The historical information, obtained by standardised interview by the two examiners, had low κ values. The κ value was >0.4 for only a few of the diagnostic tests; this is usually regarded as the lowest acceptable level. Only “Hawkins test”, “pain by abduction/internal rotation/external rotation”, “tenderness in the infraspinatus muscle”, and “anterior drawer” had acceptable agreement, while the agreement between the two observers for other tests was poor. Of the range of motion tests passive abduction and flexion had the best agreement. The two examiners had gone through each test carefully before starting the study to make sure that they performed them similarly. Therefore, the poor agreement for the result of the tests is probably not caused by completely different ways of performing the tests, but may be partly explained by differences in interpreting the patients' responses to the tests. The different clinical backgrounds (rheumatology, orthopaedic surgery) may also have influenced the results.

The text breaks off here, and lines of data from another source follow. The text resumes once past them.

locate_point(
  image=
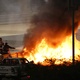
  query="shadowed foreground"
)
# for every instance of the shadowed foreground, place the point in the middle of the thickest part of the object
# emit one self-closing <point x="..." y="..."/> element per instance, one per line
<point x="55" y="72"/>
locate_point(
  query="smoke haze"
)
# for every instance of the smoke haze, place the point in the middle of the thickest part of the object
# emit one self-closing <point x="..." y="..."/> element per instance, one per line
<point x="53" y="22"/>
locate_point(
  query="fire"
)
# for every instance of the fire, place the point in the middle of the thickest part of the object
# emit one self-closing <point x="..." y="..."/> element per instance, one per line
<point x="43" y="51"/>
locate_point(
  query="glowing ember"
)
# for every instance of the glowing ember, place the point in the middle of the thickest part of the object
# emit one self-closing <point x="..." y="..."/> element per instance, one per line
<point x="43" y="51"/>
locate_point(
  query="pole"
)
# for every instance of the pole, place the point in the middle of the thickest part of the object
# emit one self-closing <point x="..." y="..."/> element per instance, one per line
<point x="73" y="44"/>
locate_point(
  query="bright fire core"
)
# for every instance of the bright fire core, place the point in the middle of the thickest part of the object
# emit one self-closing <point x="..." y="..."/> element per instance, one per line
<point x="43" y="52"/>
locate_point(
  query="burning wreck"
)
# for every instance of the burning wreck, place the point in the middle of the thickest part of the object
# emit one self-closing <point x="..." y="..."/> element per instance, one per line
<point x="49" y="38"/>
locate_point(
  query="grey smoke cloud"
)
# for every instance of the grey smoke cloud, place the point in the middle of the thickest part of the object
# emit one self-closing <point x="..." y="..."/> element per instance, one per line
<point x="52" y="22"/>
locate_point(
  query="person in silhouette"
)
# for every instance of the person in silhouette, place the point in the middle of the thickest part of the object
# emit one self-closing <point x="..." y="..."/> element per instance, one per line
<point x="1" y="46"/>
<point x="6" y="48"/>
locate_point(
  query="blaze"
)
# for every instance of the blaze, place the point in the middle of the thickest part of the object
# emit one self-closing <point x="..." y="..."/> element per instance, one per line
<point x="44" y="52"/>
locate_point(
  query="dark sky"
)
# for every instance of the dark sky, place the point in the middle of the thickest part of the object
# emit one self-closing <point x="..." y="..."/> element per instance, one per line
<point x="12" y="11"/>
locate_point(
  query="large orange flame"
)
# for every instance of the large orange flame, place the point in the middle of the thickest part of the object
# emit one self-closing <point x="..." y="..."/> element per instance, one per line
<point x="44" y="51"/>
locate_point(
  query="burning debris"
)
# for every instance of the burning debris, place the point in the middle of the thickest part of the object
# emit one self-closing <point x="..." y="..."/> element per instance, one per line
<point x="50" y="34"/>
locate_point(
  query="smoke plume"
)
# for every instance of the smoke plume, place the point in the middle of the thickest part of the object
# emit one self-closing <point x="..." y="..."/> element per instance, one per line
<point x="53" y="22"/>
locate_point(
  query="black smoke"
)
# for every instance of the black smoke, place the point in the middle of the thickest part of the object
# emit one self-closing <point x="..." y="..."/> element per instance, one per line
<point x="53" y="22"/>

One other study of interobserver agreement had results comparable with ours.15 In that study a long duration of symptoms was associated with disagreement on diagnoses. It should be emphasised that patients with primarily shoulder girdle pain or frozen shoulder were not included in our study. Higher interobserver agreement would probably be obtainable if these patient groups were included in the study and if fewer diagnostic groups were used.2
The accuracy of clinical tests and diagnoses in comparison with the arthroscopic findings was low and only slightly better when the results of ultrasonographic evaluation became available in addition to the clinical examination. Better results for both agreement and accuracy of clinical and ultrasonographic diagnosis are probably obtainable in patients with a shorter history and with more clearly defined conditions—for example, in patients with traumatic shoulder instability or full thickness tears of the rotator cuff.
We thank the Danish Rheumatism Association for financial support.